Milliyetçilik ilkesi şöyle tanımlanmaktadır: “Türkiye Cumhuriyeti dahilinde Türk dili ile konuşan, Türk kültürü ile yetişen, Türk ülküsünü benimseyen her vatandaş hangi din ve menşeden olursa olsun Türk’tür. (…) Yeni Türk milliyetçiliğine göre, Türk milleti büyük insanlık ailesinin yüksek ve şerefli bir uzvudur”. Bu ilkenin sol ile neden çeliştiği üzerine yazmaya bile gerek olmaması lazım aslında ama yine de bir şeyler söylemek gerekir. Bu ilke merkezine eşitlikçi bir anlayış almaktan çok uzak olan, Türk kimliği ile homojenize edilmiş bir etnik anlayış yerleştirir. Şeyh Sait İsyanı’nın kanla bastırılması ve Dersim Katliamı, Kürtlere yönelik devlet tutumunun en net göstergelerinden bazılarıdır. Ermeniler, Yahudiler ve Rumlar gibi gayrimüslim azınlıklara yönelik uygulanan katliamlar, tehcirler, Varlık Vergisi gibi vergiler ile mallarına çökme, İskân Kanunu, 1934 Trakya Olayları, 6-7 Eylül gibi “olayların” yanı sıra, kamusal alandan dışlanma, Hrant Dink’in de vurguladığı gibi azınlıkların devlet memurluğu gibi görevlerde yer almalarının engellenmesi, ana dilde konuşma ya da eğitim alma hakkının engellenmesi bu ilke etrafında şekillenen cumhuriyetin sonuçlarıdır. Nitekim, Roni Margulies’in “Milliyetçilik ve Sosyalizm” yazısında belirttiği gibi, 1924 – 1930 yılları arasında Adalet Bakanı olarak görev yapmış olan Mahmut Esat Bozkurt’un “Benim fikrim, kanaatim şudur ki, dost da düşman da bilsin ki bu memleketin efendisi Türktür. Öz Türk olmayanların Türk vatanında bir hakkı vardır, o da hizmetçi olmaktır, köle olmaktır”3 şeklinde yaptığı açıklama, Türk olmayanlara karşı, kuruluş ideolojisinin bakış açısını göstermektedir.

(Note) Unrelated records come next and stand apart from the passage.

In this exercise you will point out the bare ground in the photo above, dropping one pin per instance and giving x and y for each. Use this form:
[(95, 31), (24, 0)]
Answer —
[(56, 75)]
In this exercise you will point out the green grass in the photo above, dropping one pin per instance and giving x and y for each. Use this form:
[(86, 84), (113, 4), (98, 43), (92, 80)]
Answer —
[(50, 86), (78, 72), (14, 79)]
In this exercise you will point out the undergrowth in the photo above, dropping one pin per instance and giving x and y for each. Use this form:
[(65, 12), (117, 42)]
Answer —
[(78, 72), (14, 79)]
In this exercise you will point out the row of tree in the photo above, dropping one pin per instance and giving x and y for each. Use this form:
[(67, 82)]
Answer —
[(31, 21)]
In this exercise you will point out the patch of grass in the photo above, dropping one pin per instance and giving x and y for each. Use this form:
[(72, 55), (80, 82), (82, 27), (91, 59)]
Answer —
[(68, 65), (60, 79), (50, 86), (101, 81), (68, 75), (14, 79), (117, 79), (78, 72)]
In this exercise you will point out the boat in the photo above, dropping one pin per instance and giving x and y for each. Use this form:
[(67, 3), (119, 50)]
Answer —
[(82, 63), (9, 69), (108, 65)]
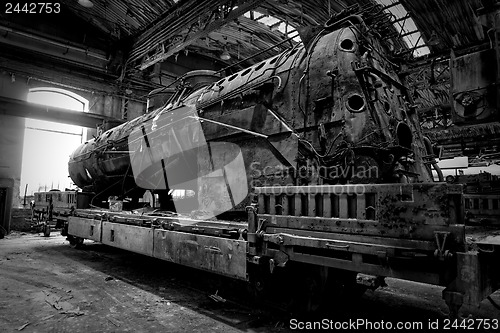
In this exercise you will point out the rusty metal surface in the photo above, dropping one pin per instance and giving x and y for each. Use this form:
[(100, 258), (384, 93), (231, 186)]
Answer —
[(128, 237), (392, 205), (223, 256), (84, 228)]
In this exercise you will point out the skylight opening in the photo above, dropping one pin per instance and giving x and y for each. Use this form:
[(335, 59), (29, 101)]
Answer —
[(406, 27), (274, 24)]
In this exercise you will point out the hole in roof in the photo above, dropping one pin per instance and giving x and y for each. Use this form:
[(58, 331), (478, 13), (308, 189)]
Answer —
[(259, 66), (406, 26), (246, 71)]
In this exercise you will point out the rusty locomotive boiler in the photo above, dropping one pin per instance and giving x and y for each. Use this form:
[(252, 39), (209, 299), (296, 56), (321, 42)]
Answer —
[(332, 111)]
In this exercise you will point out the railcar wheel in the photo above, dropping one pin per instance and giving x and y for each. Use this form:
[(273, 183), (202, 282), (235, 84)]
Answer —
[(75, 242)]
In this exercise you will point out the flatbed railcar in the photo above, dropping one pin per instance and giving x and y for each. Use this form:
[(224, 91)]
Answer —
[(310, 165)]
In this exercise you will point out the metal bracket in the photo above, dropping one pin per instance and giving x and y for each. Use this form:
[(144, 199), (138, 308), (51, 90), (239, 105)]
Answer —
[(440, 252)]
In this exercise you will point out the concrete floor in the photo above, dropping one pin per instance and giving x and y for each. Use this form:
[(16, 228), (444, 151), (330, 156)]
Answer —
[(46, 286)]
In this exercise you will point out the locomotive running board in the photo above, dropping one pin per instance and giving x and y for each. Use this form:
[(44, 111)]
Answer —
[(215, 254)]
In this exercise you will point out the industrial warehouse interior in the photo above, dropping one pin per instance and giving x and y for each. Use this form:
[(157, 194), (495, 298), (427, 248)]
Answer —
[(249, 166)]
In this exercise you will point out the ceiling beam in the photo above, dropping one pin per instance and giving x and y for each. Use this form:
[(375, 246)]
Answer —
[(18, 108), (191, 38)]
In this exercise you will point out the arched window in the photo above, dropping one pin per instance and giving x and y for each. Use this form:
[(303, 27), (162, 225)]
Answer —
[(47, 145)]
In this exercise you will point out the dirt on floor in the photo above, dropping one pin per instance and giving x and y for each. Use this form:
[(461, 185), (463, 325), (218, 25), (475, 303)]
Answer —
[(46, 286)]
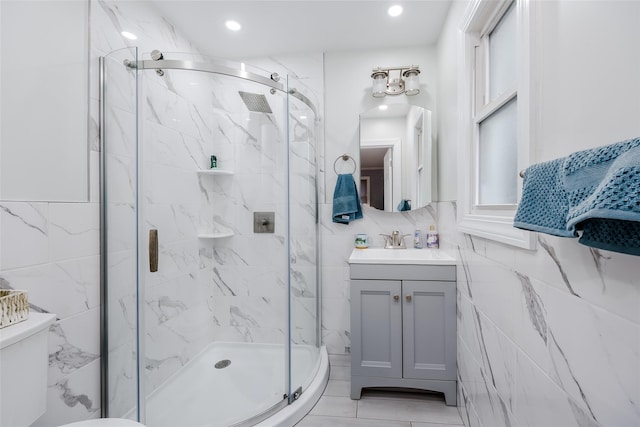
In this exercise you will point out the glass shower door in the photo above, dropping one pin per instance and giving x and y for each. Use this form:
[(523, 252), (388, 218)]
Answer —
[(304, 287), (119, 231)]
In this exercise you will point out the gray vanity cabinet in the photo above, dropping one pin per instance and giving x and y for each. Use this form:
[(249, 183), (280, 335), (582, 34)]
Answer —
[(403, 328)]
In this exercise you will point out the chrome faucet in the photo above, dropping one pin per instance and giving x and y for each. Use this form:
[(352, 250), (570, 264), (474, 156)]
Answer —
[(395, 240)]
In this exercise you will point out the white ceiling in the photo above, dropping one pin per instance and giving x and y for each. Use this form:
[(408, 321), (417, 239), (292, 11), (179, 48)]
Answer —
[(297, 26)]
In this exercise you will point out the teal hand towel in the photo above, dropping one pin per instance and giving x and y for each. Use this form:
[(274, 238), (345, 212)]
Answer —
[(346, 202), (595, 191)]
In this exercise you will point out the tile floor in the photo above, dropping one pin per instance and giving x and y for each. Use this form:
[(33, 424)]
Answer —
[(376, 408)]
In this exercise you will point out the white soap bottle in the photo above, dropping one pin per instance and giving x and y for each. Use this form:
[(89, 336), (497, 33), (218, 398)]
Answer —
[(417, 239), (432, 238)]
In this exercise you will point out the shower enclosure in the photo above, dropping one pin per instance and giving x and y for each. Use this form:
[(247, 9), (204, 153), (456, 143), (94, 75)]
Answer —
[(210, 274)]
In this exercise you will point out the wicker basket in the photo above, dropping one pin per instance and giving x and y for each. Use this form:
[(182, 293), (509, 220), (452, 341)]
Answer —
[(14, 307)]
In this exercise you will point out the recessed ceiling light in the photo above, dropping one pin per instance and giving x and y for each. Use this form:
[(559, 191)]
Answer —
[(129, 35), (395, 10), (233, 25)]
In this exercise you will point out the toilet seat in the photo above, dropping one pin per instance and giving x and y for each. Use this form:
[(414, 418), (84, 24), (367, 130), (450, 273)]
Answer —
[(104, 422)]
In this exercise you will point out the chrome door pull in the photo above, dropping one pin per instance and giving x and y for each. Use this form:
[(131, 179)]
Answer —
[(153, 250)]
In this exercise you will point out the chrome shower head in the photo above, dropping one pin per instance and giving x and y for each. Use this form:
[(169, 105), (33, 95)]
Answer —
[(255, 102)]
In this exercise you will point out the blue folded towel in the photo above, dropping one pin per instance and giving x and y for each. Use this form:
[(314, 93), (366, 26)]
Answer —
[(404, 205), (595, 191), (346, 202)]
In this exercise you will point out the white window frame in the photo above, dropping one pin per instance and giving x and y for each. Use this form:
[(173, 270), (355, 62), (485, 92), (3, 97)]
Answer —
[(491, 222)]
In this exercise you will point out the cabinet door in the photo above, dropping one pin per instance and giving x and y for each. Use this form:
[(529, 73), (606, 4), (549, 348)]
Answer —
[(376, 328), (429, 321)]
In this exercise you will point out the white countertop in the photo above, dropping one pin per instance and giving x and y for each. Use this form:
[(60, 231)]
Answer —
[(401, 256), (35, 323)]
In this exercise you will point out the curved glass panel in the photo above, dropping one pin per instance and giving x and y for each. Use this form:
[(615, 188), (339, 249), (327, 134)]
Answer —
[(303, 237)]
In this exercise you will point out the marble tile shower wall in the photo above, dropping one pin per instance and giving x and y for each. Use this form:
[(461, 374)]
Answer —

Devletçilik ilkesi iki temele dayandırılır ve şöyle ifade edilir “Bizzat devletin kuruculuğu ve yapıcılığı ile yapılması özel sektöre bırakılan işlerin düzenlenmesi ve kontrolü”. Bu ilke ile aslında devlet eliyle özel sektörün ve dolayısıyla burjuvazinin güçlendirilmesi sağlanmaktadır. Devletin, gücünü halk için değil, burjuvazi için kullanması anlamına gelmektedir. Tanımın kendisi de açıkça ifade ediyor ki, devlet eliyle özel sektörün gelişmesi sağlanmak istemektedir. Nitekim Türkiye Cumhuriyeti’nin ilk yıllarına baktığımızda Teşvik-i Sanayi Kanunu ile özel sektöre imtiyazlar sağlanmak istenmiştir. Devletçilik ilkesi, Devrimcilik ilkesi gibi 1935 yılında, sonradan eklenmiştir. 1929 Dünya Ekonomik Buhranı’nın ardından bu ilke de 1935 yılında resmi ilkeler arasında yerini almıştır. O tarihe kadar, 1923 yılında İzmir’de toplanmış olan Türkiye İktisat Kongresi kararlarında ifade edildiği üzere, serbest piyasa ekonomisi benimsenmiştir. Ekonomik buhran sebebiyle piyasa kendi kendisini düzenleyemeyince, devletin ekonomide daha aktif bir rol üstlenmesi gerektiği fikri benimsendi. Bu bağlamda, devletçilik ilkesi ile sanayileşme yolunda ilerleyen Sovyetler Birliği’nin planlı kalkınma modeli örnek alındı. Ancak Türkiye’de, Sovyetler’deki gibi tam anlamıyla merkezi planlamaya dayanan bir devletçi ekonomi uygulanmadı. Bunun yerine, sanayileşme süreci ağırlıklı olarak devlet teşekkülleri aracılığıyla yürütüldü ve sanayi altyapısı devlet eliyle inşa edildi. Stalin dönemi Rusyası’na benzeyen bazı uygulamaları örnek almak, elbette ki Türkiye’yi sosyalist bir devlet yapmaz. Kaldı ki, Sovyetler de artık sosyalizm ile bağlarını kopararak, tüm Rus ekonomisinin tek bir holding gibi yönetildiği devlet kapitalizmi modeline geçmiştir. Her kapitalist ekonomi gibi de krize girerek sonunda dağılmıştır.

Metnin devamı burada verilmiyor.